Scores Heatmap

Overview

The scores_heatmap()function renders a heatmap for comparing eval scores.

from inspect_viz import Data
from inspect_viz.view.beta import scores_heatmap

evals = Data.from_file("evals.parquet")
scores_heatmap(evals, height=200, legend=True)

Data Preparation

Above we read the data for the plot from a parquet file. This file was in turn created by:

  1. Reading logs into a data frame with evals_df().

  2. Using the prepare() function to add model_info() and log_viewer() columns to the data frame.

from inspect_ai.analysis import evals_df, log_viewer, model_into, prepare

df = evals_df("logs")
df = prepare(df, 
    model_info(),
    log_viewer("eval", {"logs": "https://samples.meridianlabs.ai/"}),
)
df.to_parquet("evals.parquet")

You can additionally use the task_info() operation to map lower-level task names to task display names (e.g. “gpqa_diamond” -> “GPQA Diamond”).

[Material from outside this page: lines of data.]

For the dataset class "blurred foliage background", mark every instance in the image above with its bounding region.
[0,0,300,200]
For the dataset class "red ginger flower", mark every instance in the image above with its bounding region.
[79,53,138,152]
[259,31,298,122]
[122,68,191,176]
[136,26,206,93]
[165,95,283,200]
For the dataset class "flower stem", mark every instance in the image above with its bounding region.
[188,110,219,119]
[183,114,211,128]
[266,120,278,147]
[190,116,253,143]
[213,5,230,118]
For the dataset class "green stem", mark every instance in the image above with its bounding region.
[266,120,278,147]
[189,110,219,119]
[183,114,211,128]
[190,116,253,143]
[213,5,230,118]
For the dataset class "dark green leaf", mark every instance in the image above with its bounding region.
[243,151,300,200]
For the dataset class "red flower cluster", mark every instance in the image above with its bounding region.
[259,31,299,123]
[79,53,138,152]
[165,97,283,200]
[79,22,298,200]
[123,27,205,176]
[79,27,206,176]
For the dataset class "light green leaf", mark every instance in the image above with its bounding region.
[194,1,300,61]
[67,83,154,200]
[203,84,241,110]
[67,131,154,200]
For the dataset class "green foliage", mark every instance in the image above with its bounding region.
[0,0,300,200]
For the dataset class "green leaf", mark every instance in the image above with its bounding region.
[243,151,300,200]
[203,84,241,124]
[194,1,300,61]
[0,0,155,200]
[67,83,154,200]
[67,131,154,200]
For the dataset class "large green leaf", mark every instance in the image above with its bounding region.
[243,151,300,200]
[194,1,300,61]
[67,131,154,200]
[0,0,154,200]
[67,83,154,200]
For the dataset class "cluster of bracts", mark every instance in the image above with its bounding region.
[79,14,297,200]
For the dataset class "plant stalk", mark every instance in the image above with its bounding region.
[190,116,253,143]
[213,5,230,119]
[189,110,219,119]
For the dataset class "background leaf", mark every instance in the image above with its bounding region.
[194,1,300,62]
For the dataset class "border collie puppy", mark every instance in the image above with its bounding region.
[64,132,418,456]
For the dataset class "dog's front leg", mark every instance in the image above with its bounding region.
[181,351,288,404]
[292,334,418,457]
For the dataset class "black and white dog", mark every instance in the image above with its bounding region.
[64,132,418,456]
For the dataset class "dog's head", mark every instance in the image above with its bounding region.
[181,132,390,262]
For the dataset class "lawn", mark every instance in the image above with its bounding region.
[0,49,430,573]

Note that both the log viewer links and model names are optional (the plot will render without links and use raw model strings if the data isn’t prepared with log_viewer() and model_info()).

Function Reference

Creates a heatmap plot of success rate of eval data.

def scores_heatmap(
    data: Data,
    task_name: str = "task_display_name",
    task_label: str | None | NotGiven = None,
    model_name: str = "model_display_name",
    model_label: str | None | NotGiven = None,
    score_value: str = "score_headline_value",
    cell: CellOptions | None = None,
    tip: bool = True,
    title: str | Title | None = None,
    marks: Marks | None = None,
    height: float | None = None,
    width: float | None = None,
    legend: Legend | bool | None = None,
    sort: Literal["ascending", "descending"] | SortOrder | None = "ascending",
    orientation: Literal["horizontal", "vertical"] = "horizontal",
    **attributes: Unpack[PlotAttributes],
) -> Component
data Data

Evals data table.

task_name str

Name of column to use for columns.

task_label str | None | NotGiven

x-axis label (defaults to None).

model_name str

Name of column to use for rows.

model_label str | None | NotGiven

y-axis label (defaults to None).

score_value str

Name of the column to use as values to determine cell color.

cell CellOptions | None

Options for the cell marks.

tip bool

Whether to show a tooltip with the value when hovering over a cell (defaults to True).

title str | Title | None

Title for plot (str or mark created with the title() function)

marks Marks | None

Additional marks to include in the plot.

height float | None

The outer height of the plot in pixels, including margins. The default is width / 1.618 (the golden ratio).

width float | None

The outer width of the plot in pixels, including margins. Defaults to 700.

legend Legend | bool | None

Options for the legend. Pass None to disable the legend.

sort Literal['ascending', 'descending'] | SortOrder | None

Sort order for the x and y axes. If ascending, the highest values will be sorted to the top right. If descending, the highest values will appear in the bottom left. If None, no sorting is applied. If a SortOrder is provided, it will be used to sort the x and y axes.

orientation Literal['horizontal', 'vertical']

The orientation of the heatmap. If “horizontal”, the tasks will be on the x-axis and models on the y-axis. If “vertical”, the tasks will be on the y-axis and models on the x-axis.

**attributes Unpack[PlotAttributes]

Additional `PlotAttributes

Implementation

The Scores Heatmap example demonstrates how this view was implemented using lower level plotting components.